In 2011 I took the Permaculture Design Course (PDC) at the Central Rocky Mountain Permaculture Institute (CRMPI) in Basalt.  The presentation and experiences shared during the PDC by teachers Jerome Osentowski, Peter Bane, Kelly Simmons and Adam Brock built a strong base of knowledge for me to build upon.

After my PDC I continued studying and reading though was looking for something more.  In 2012 I received an invitation to a course which was designed as a follow up to the PDC called the Advanced Permaculture Design Course which was scheduled for July 2013.  Peter Bane, the teacher who inspired me greatly in my PDC would be leading this course so I jumped at the opportunity.

It was a hot day in July as I drove from my home in Wheat Ridge Colorado to the south of Salida to Moffat.  I was on a quest to delve deeper into understanding the array of topics drawn together through Permaculture.
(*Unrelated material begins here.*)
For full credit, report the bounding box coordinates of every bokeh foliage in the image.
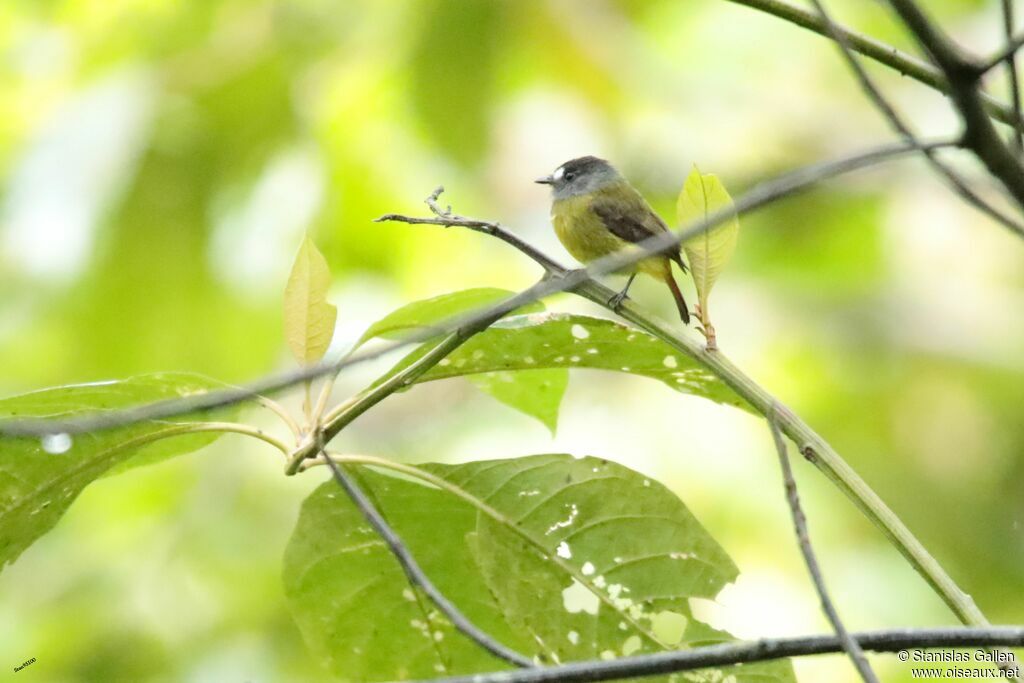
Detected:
[0,0,1024,681]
I arrived at Joyful Journey Hot Springs where the event was being held and set up my tent.  Other choices for lodging were available as well including room, tipi and yurt.  We had the evening dinner and then circled up and went around introducing ourselves.  Similar to the PDC I met a student body of varying age, backgrounds,  professional paths and innate talents.  It warmed my heart to be amongst such great potential.

After this we broke for the night and when Monday morning came the  5-day intensive residential program officially began.  Along with Peter, Sandy Cruz and Becky Elder complimented the material at hand as they taught valuable insight related to their projects and experiences.

Along with this there were refresher lectures over the week revisiting the contributions of Bill Mollison and David Holmgren on sectors and zones and Holmgren’s 12 Permaculture Principles.  More overall theory was added to topics such as Keyline Design and The Pattern Language while more specific facts were given such as the proper decline for slopes in road construction in relation to designing whole community settlements.

For those in the class looking to consult in the future the lecture on the design project process will help immensely to see the best ways in which to approach a full design project.

Peter, Sandy and Becky were fluid with the timings of the lectures and keeping start and end times on point for group presentations.

There were six design projects to choose from all team based and five of these six were for local sites that we visited during the course.  These experiential design opportunities were manifested through years of hard work and patience through Sandy Cruz.  Living in the area she was able to work with local leaders to bring them together with us. The design sites included the Arkansas Valley Windbreak Project in the greater Salida area and design recommendations for Orient Land Trust (OLT), Valley View Hot Springs and Joyful Journey Hot Springs.

The sixth project was for the Colorado Permaculture Guild which I had chosen to be involved in for my group project and presentation.    This involved the concept of invisible structures which was taught during the course with the accompanying book for the course Permaculture Design: A Step-by-Step Guide by Aranya.

After the course was over we circled up and said our goodbyes. As I drove home I was filled with satisfaction for completing this challenging course.  I was now empowered with a greater lexicon of Permaculture to help me communicate more succinctly to help solve today’s problems.  In the end of this journey I had gratitude for teachers and classmates alike that had similar values and are also taking steps in their lives towards something greater down this road we all travel together.